Weitere Verletzungsmechanismen sind: Sturz auf die ausgestreckte Hand, direkter Schlag auf die laterale Klavikula oder das Akromion. Eine direkte Gewalteinwirkung auf das laterale Ende der Klavikula kann zu einer Verletzung von Typ 4 oder 6 nach Rockwood führen (◘ Abb. 4.13b).


Leitsymptomatik und klinische Präsentation

Nahezu alle ACG-Affektionen führen zu einem mehr oder weniger ausgeprägten Lokalschmerz über dem ACG-Gelenkspalt mit wenig Ausstrahlungstendenz. In schwereren Fällen können die Schmerzen allerdings in den M. trapezius pars descendens nach proximal ausstrahlen. Bei leichteren Traumen steht der Bewegungsschmerz im Vordergrund, bei schwereren Verletzungen kann ein Ruheschmerz vorhanden sein. Bei einer Verletzung reagiert in den meisten Fällen die gesamte Gelenkkapsel mit einer Entzündung; die Kapsulitis spiegelt sich dann auch im klinischen Befund wieder.


Spezifische Untersuchungen

Bei Verdacht auf eine traumatische ACG-Instabilität werden in Anamnese, Inspektion und Palpation weitere Punkte abgefragt und beachtet (s. unten). Auch bei der physischen Untersuchung kommen weitere Untersuchungstechniken zur Basisfunktionsprüfung hinzu, die spezifisch den Kapsel-Band-Apparat des ACG testen. Je nach Schweregrad der Verletzung ergeben die Tests mehr oder weniger ausgeprägte Befunde. In ▶ Übersicht 4.6 sind die typischen Positivbefunde aufgeführt.


Übersicht 4.6 Befunde bei Schultereckgelenksprengung (ACG-Instabilität)

Anamnese:



  • Typischer Unfallmechanismus


  • Schmerzen lokal über dem ACG (C4-Dermatom)


  • Schmerzen bei aktiven Armbewegungen und Liegen auf der Schulter

Basisfunktionsprüfung:



  • Die passive Schulterelevation ist endgradig schmerzhaft über dem ACG (◘ Abb. 4.5f)


  • Schmerzhafter Bogen zwischen 160–180°positiv


  • Die horizontale Adduktion ist schmerzhaft (◘ Abb. 4.7g)


  • Widerstand für die ADD ist meist schmerzhaft (◘ Abb. 4.7a)


  • Die aktiven Schultergürtelbewegungen können schmerzhaft sein

ACG-spezifische Untersuchung:



  • Traktion nach lateral-dorsal-kranial (◘ Abb. 4.14a)

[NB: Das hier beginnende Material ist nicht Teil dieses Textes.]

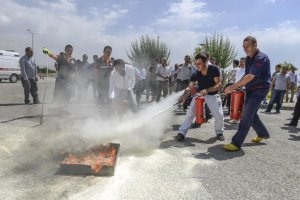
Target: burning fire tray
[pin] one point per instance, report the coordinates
(98, 161)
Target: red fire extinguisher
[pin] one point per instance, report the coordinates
(200, 109)
(194, 91)
(236, 104)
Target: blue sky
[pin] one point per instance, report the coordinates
(181, 24)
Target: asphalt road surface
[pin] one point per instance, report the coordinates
(151, 164)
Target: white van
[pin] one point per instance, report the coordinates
(9, 66)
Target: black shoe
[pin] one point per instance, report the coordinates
(221, 137)
(196, 125)
(36, 101)
(179, 137)
(291, 124)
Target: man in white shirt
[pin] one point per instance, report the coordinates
(293, 86)
(163, 74)
(121, 83)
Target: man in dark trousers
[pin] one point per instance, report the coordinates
(296, 114)
(28, 76)
(208, 78)
(257, 82)
(104, 68)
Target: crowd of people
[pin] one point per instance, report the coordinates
(116, 82)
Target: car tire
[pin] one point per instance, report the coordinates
(13, 78)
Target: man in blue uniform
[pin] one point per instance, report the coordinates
(29, 76)
(257, 81)
(209, 83)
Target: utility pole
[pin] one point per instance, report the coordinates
(32, 37)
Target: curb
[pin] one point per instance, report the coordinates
(283, 107)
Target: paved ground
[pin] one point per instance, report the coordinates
(151, 164)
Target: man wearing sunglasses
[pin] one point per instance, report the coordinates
(209, 83)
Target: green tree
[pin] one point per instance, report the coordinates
(219, 48)
(289, 65)
(146, 50)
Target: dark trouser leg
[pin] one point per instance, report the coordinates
(165, 88)
(249, 118)
(26, 86)
(153, 88)
(159, 89)
(185, 84)
(179, 86)
(296, 114)
(228, 102)
(33, 90)
(272, 100)
(292, 92)
(280, 98)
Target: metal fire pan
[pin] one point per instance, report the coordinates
(86, 170)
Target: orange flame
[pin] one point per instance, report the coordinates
(97, 158)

    A271649_1_De_4_Fig14_HTML.gif


    Abb. 4.14a–c
    ACG-spezifische Untersuchung. a Traktion im ACG nach lateral-dorsal-kranial, b Translation des Akromions nach kranial, c Translation der Klavikula nach anterior und posterior


  • Akromion nach kranial (über den Humerus) bei fixierter Klavikula (◘ Abb. 4.14b)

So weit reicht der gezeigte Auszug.